Roadway noise can be reduced by the use of noise barriers, limitation of vehicle speeds, alteration of roadway surface texture, limitation of heavy vehicles, use of traffic controls that smooth vehicle flow to reduce braking and acceleration, and tire design. An important factor in applying these strategies is a computer model for roadway noise, that is capable of addressing local topography, meteorology, traffic operations, and hypothetical mitigation. Costs of building-in mitigation can be modest, provided these solutions are sought in the planning stage of a roadway project.

Aircraft noise can be reduced by using quieter jet engines. Altering flight paths and time of day runway has benefitted residents near airports.

Industrial noise has been addressed since the 1930s via redesign of industrial equipment, shock mounted assemblies and physical barriers in the workplace. In recent years, Buy Quiet programs and initiatives have arisen in an effort to combat occupational noise exposures. These programs promote the purchase of quieter tools and equipment and encourage manufacturers to design quieter equipment. The US National Institute for Occupational Health has created a database of industrial equipment with decibel levels noted.

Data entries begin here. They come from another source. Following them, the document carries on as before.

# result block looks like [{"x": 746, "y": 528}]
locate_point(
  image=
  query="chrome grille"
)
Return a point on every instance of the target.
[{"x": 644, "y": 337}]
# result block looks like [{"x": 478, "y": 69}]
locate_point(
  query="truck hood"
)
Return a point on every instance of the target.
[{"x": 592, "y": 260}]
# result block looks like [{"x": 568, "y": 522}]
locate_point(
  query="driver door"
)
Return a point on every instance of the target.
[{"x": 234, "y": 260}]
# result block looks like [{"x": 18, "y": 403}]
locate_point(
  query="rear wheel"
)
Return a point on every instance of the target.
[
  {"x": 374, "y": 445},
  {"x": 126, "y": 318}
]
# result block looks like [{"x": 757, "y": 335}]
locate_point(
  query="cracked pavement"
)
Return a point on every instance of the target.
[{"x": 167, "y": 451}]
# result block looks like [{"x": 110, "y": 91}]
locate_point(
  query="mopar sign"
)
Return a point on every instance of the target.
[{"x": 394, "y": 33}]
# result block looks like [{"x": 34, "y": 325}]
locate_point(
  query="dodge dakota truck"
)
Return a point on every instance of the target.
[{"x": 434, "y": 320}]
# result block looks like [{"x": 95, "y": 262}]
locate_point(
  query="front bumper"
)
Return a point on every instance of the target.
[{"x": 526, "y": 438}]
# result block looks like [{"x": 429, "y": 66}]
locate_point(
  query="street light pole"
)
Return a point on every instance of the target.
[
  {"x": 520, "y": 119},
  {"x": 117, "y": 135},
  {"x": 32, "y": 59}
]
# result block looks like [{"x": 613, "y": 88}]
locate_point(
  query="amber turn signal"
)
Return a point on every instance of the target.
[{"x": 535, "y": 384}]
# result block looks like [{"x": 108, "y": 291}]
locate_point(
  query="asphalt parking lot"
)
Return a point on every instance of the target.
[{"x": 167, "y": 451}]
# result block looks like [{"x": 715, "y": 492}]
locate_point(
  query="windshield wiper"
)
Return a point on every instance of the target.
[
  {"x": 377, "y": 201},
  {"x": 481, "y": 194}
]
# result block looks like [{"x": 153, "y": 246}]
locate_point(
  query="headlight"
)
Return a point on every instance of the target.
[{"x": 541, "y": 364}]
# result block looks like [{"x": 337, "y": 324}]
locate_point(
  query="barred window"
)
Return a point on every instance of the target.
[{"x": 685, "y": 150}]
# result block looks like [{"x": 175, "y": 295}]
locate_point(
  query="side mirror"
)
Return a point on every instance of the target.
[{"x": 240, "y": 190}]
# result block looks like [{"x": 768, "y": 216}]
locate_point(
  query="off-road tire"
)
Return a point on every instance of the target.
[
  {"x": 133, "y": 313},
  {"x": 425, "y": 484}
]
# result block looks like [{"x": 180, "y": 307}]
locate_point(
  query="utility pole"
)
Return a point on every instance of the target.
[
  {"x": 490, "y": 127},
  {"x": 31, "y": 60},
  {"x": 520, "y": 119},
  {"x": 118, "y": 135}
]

Up until the 1970s governments tended to view noise as a "nuisance" rather than an environmental problem.

Many conflicts over noise pollution are handled by negotiation between the emitter and the receiver. Escalation procedures vary by country, and may include action in conjunction with local authorities, in particular the police.

India

Noise pollution is a major problem in India. The government of India has rules & regulations against firecrackers and loudspeakers, but enforcement is extremely lax. Awaaz Foundation is an Indian NGO working to control noise pollution from various sources through advocacy, public interest litigation, awareness, and educational campaigns since 2003. Despite increased enforcement and stringency of laws now being practised in urban areas, rural areas are still affected.

United Kingdom

Figures compiled by rockwool, the mineral wool insulation manufacturer, based on responses from local authorities to a Freedom of Information Act (FOI) request reveal in the period April 2008 – 2009 UK councils received 315,838 complaints about noise pollution from private residences. This resulted in environmental health officers across the UK serving 8,069 noise abatement notices or citations under the terms of the Anti-Social Behaviour (Scotland) Act. In the last 12 months, 524 confiscations of equipment have been authorized involving the removal of powerful speakers, stereos and televisions. Westminster City Council has received more complaints per head of population than any other district in the UK with 9,814 grievances about noise, which equates to 42.32 complaints per thousand residents. Eight of the top 10 councils ranked by complaints per 1,000 residents are located in London.

United States

There are federal standards for highway and aircraft noise; states and local governments typically have very specific statutes on building codes, urban planning, and roadway development.

Noise laws and ordinances vary widely among municipalities and indeed do not even exist in some cities. An ordinance may contain a general prohibition against making noise that is a nuisance, or it may set out specific guidelines for the level of noise allowable at certain times of the day and for certain activities.

The Environmental Protection Agency retains authority to investigate and study noise and its effect, disseminate information to the public regarding noise pollution and its adverse health effects, respond to inquiries on matters related to noise, and evaluate the effectiveness of existing regulations for protecting the public health and welfare, pursuant to the Noise Control Act of 1972 and the Quiet Communities Act of 1978.

New York City instituted the first comprehensive noise code in 1985. The Portland Noise Code includes potential fines of up to $5000 per infraction and is the basis for other major U.S. and Canadian city noise ordinances.